Kendime gelince bağırmaya, çırpınmaya, ağlamaya başlayacaktım. Bir noktadan
sonra olanları idrak edecek, çoktan gittiğini bile bile onun peşinden evden çıkacaktım.
Kendime geldiğimde deniz kıyısında olduğumu görecek ve bakmadığım tek yerin
deniz olduğunu anlayıp tüm gücümle denize atlayacaktım. Henüz suyu tenimde
hissetmeden yüzme bilmediğimi hatırlayacak ve buna hiç aldırış etmeden her saniye
suyun derinliklerine doğru ilerleyecektim. Bir süre sonra gözlerim kararmaya
başlayacak ve o an sadece birazdan ölecek olanın hangi ben olduğunu
düşünecektim. İyice kendimden geçmişken birden bir şeye takılacak ve az da olsa
kendime gelecektim. O an bir ben’in suyun derinliklerine gittiğini görecektim. Bir diğer
ben’im ise takıldığı yerde az da olsa çırpınacak ve her geçen saniye gözlerim gitgide
kararacaktı.
Gözlerimi açtığım o an, ölebilecek tüm benlerimin bir bir öldüğünü içimde hissedecek
ve artık bana ait olduğundan şüphe duyduğum bir bedenle yaşamaya başlayacaktım.
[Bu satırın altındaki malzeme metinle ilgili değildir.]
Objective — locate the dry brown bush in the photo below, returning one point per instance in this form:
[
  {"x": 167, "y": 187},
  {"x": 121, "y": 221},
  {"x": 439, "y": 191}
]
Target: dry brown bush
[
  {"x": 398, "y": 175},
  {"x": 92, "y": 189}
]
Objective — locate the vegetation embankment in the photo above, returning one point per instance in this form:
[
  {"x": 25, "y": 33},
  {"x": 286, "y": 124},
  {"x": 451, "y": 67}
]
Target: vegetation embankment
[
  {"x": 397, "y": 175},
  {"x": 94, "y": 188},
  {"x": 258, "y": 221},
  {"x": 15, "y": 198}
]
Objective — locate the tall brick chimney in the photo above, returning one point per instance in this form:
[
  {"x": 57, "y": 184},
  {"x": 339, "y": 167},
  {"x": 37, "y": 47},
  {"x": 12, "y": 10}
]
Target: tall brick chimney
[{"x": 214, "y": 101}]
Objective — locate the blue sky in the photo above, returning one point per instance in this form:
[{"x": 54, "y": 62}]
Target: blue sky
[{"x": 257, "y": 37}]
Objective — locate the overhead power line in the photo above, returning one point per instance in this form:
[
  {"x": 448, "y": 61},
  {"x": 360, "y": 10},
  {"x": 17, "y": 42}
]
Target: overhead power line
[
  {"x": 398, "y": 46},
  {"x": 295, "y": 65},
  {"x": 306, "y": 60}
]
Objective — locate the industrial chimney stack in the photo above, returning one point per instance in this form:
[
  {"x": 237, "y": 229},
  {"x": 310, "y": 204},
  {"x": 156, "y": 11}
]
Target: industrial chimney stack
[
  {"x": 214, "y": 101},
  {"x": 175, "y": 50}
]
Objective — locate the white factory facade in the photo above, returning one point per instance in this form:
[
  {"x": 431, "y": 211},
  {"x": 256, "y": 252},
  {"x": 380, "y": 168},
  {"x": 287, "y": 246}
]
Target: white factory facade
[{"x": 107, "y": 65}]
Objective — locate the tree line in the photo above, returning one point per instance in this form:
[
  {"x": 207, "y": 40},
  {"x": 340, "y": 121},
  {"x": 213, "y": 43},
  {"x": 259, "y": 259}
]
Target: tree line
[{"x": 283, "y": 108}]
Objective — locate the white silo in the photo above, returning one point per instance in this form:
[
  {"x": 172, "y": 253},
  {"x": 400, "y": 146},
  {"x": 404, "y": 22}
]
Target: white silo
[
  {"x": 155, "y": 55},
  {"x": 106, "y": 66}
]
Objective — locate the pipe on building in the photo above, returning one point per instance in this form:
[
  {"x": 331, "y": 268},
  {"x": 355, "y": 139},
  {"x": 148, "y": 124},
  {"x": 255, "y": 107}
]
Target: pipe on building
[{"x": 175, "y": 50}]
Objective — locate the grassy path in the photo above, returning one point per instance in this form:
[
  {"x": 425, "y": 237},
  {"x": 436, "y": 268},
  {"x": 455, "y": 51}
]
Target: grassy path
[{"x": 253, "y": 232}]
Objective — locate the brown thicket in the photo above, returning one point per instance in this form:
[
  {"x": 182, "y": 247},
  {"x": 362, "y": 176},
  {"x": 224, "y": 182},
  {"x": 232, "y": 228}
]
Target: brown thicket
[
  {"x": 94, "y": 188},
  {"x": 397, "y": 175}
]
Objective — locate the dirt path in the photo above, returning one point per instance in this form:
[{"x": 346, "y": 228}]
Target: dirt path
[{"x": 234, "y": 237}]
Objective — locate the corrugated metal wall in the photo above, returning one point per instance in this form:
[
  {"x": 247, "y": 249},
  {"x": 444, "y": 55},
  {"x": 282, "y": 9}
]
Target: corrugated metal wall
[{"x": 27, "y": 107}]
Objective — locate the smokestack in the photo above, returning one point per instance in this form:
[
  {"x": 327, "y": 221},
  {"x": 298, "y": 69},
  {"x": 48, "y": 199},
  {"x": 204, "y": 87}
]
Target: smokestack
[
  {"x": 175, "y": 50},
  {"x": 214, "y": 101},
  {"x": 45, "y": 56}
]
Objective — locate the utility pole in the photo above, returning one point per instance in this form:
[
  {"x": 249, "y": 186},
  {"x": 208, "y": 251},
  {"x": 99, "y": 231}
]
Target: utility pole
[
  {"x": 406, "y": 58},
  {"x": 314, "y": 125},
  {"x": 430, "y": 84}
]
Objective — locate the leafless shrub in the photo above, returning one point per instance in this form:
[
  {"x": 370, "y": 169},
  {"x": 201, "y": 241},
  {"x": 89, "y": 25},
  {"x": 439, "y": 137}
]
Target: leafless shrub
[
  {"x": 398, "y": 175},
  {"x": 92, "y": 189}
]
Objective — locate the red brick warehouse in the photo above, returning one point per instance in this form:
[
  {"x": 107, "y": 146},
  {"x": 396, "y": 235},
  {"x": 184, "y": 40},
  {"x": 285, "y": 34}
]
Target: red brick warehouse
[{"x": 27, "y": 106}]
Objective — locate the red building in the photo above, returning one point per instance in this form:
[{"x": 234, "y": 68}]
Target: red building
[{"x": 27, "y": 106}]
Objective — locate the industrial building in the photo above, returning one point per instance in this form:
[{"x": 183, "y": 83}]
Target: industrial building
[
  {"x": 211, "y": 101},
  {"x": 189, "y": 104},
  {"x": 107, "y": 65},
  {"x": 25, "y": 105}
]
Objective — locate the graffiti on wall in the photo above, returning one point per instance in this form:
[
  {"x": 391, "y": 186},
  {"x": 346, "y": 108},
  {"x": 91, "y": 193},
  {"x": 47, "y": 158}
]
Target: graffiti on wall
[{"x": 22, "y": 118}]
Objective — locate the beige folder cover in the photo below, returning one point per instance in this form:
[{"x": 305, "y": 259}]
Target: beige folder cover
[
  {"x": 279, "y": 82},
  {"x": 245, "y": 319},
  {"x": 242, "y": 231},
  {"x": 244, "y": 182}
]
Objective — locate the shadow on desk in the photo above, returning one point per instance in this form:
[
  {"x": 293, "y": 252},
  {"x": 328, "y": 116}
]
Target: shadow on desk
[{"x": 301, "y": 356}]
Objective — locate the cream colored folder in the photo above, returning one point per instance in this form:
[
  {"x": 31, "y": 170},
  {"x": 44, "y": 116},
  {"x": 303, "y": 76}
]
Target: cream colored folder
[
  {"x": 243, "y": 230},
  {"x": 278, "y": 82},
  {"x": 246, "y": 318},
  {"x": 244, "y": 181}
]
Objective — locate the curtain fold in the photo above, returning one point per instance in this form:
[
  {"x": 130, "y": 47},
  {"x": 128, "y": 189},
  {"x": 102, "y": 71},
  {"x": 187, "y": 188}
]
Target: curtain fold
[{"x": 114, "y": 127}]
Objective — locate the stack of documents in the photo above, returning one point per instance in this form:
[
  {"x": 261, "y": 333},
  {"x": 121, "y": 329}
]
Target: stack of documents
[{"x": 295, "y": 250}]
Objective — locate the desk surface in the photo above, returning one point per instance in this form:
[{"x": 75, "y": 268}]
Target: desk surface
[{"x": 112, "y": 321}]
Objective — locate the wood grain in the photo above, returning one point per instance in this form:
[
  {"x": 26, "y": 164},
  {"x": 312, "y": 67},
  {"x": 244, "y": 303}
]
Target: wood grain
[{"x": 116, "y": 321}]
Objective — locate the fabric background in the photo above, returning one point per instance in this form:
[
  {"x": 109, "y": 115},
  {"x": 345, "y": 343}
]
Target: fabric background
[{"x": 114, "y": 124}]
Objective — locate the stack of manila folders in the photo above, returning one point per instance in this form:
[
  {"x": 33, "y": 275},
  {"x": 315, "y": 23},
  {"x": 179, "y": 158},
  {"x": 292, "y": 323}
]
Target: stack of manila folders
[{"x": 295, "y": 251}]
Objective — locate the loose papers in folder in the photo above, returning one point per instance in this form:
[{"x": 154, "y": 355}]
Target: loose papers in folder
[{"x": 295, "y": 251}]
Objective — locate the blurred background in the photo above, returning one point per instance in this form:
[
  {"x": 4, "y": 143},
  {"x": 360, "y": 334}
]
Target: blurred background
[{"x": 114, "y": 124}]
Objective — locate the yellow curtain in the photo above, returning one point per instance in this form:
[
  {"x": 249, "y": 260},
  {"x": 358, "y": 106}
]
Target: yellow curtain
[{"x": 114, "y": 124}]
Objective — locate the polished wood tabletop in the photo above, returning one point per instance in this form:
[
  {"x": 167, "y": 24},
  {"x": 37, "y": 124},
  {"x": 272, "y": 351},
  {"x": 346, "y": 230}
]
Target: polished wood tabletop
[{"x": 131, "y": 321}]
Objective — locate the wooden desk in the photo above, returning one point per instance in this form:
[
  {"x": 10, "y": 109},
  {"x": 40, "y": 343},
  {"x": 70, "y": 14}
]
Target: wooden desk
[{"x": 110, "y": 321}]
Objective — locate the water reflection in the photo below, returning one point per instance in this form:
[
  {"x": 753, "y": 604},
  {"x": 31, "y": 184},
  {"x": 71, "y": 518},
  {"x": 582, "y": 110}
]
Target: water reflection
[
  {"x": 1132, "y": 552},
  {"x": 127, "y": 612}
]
Hastane koridorları bir yandan bana yaşam verirken bir yandan misliyle yaşam
alacaktı.
Gelecek olan tüm gelecekler içerisinde en güzel geleceğin hangisi olacağını
düşünmeye başlayacak ve artık kendimi; an an farklı kişiliklerde görmeye
başlayacaktım. Mesela ilk olarak hayalleri sürüncemede bir karakter olacaktım. Bazı
zamanlar bir kafede garsonluk eden biri gibi gözükecektim hastane koridorlarında…
Sakallarım, her yeni karakterimde karaktere uygun şekil alacaktı. Garsonken top
sakallı dolaşacaktım, kitap satarken sinekkaydı tıraşımla hasta ziyaretine gelen
insanları karşılayıp, hayatımı bu hale getiren kitapları tanıtacaktım. Kitapları almaları
için onlara yalvaracaktım. Bazı kitapların ne anlatıldığı sorulunca öylece susacak,
gözlerinin içine bakacak, elimde olmadan gözlerim dolacaktı ve onlar gözlerimde
kitabın konusunu değil bana hissettirdiği duyguya şaşıp kalacak ardından hemen
kitabı satın alacaklardı. En güzeli ise kapıda bekleyen karakterim olacaktı. Onun
sakalları istediği gibi olabilecekti. O, içerisinde değerli şeyler olan bir kapıda bekliyor
olacaktı. Mesela ameliyathane kapısı olacaktı bu kapı! Her bekleyişte içerdeki
hastanın sayemde kurtulacağını düşünecek ve ameliyat saati başladıktan sonra içeri
kimseyi almayacaktım… En kötüsü ise takım elbise giyip, sinekkaydı tıraş olduğum
karakterim olacaktı. Ne ben ne de hastanede beni gören kimse bu karakterimi
sevecekti. Bu karakteri içimde hisseder hissetmez ölmek için fırsat kollayacaktım. Bir
defasında takım elbisemle kendimi asmaya yeltenecek ama hasta bakıcının dikkati
sayesinde ölüm kursağımda kalacaktı. Bazı günler, özellikle ilaçların etkisini
damarlarımda akan kanımdan daha fazla hissettiğimde karakterimin değiştiğini
hissedecektim. İlaçlar benden onlarca karakter yaratacaktı. Sıradaki ilacın hangisi
olduğunu bilmediğim için yeni karakterimi de hiçbir zaman bilemeyecektim…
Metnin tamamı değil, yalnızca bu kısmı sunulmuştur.